At times the music feels as though it could be Russian Circles with more of a tilt towards At The Soundless Dawn era Red Sparowes. There is the dark rumbling that Russian Circles espouse through Brian Cook and Dave Turncrantz but none of the finger tapping of Mike Sullivan, more ‘trying to soar out of an eternal darkness’ feel. Opener ‘Abandoner’ gets straight to it with a tsunami of rumbling bass and drums with screeching guitar threatening to explode and from here the band keeps a solid sense of claustrophobia and release. In amongst the post-metal sounds there are always post-rock flicks with guitars crescendoing through the gloom.
There are also licks of post-black metal in ‘Feverwind’ which has a frantic opening with a quality black-metal sounding riff which the rest of the band mould round and slowly overpower without killing it. Midway through the drums kick off into blast beats before returning to match the rest of the band in its rousing movement. The mixing of post-rock, post-metal and post-black metal is fairly common now, but Coastlands melds them together with ease.

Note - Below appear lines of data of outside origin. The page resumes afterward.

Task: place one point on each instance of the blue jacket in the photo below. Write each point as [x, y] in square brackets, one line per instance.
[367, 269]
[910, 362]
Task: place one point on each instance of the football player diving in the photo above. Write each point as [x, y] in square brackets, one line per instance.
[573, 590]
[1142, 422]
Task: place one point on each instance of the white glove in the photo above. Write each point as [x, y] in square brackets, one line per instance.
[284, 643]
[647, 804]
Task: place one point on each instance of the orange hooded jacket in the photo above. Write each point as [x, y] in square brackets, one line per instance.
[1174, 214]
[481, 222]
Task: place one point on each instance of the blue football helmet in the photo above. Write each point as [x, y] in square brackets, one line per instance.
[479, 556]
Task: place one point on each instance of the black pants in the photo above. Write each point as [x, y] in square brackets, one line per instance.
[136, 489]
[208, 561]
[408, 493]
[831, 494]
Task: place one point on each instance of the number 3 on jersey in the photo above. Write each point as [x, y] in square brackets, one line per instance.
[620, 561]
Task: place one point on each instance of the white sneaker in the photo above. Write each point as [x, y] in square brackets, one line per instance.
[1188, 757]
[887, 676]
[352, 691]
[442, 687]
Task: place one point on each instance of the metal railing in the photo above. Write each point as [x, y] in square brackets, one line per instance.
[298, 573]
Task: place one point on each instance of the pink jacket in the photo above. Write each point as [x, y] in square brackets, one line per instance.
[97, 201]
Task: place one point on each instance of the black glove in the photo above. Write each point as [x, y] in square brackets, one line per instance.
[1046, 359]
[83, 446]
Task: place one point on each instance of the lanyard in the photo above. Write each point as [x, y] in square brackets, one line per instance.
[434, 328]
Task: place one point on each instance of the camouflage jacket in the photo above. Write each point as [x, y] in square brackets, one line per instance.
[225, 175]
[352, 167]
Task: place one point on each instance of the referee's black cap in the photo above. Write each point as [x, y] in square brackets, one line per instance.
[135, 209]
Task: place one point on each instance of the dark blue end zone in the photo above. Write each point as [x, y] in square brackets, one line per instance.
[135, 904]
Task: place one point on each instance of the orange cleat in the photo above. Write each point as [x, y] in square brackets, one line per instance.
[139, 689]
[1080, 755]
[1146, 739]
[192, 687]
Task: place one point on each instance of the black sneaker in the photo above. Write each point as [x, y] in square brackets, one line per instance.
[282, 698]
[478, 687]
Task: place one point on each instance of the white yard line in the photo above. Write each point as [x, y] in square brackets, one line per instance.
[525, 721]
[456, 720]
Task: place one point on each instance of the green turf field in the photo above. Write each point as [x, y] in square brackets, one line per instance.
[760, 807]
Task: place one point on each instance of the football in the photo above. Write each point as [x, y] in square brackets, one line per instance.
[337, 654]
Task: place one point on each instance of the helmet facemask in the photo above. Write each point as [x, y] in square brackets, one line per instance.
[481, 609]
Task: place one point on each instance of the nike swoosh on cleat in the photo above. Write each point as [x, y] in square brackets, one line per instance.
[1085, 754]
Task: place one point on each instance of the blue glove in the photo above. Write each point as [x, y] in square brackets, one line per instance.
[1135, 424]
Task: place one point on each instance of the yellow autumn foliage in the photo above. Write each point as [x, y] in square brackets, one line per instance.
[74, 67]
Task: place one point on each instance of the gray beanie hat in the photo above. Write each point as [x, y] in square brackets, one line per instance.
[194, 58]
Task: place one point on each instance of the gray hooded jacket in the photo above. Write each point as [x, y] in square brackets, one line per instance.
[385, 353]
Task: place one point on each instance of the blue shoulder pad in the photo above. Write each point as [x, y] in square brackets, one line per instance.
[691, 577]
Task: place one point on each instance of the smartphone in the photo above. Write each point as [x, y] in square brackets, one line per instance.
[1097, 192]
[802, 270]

There really isn’t any weakness here thanks to the density of the band’s sound in the atmosphere it creates. The drums and bass cover every inch of the sound output with superb patterns and balance with any intricate guitar work. ‘Lay Waste’ and ‘Marrow’ are high points which follow on superbly from the initially slower ‘Dead Friends’. Although it starts in a far lighter fashion you still get a sense of longing with thick guitar melting like fog in an autumn sun. It also sees the only moment of vocals as Dustin Coffman of Glassing lays down his brilliantly unique screams to take the song up a notch and release the tension that has been building.
This isn’t an album that defines a new genre or innovates a new musical style, but it is a stunning piece of work which is well thought out and executed flawlessly. Fans of post-metal will find enjoyment from Death and it rewards for all time invested.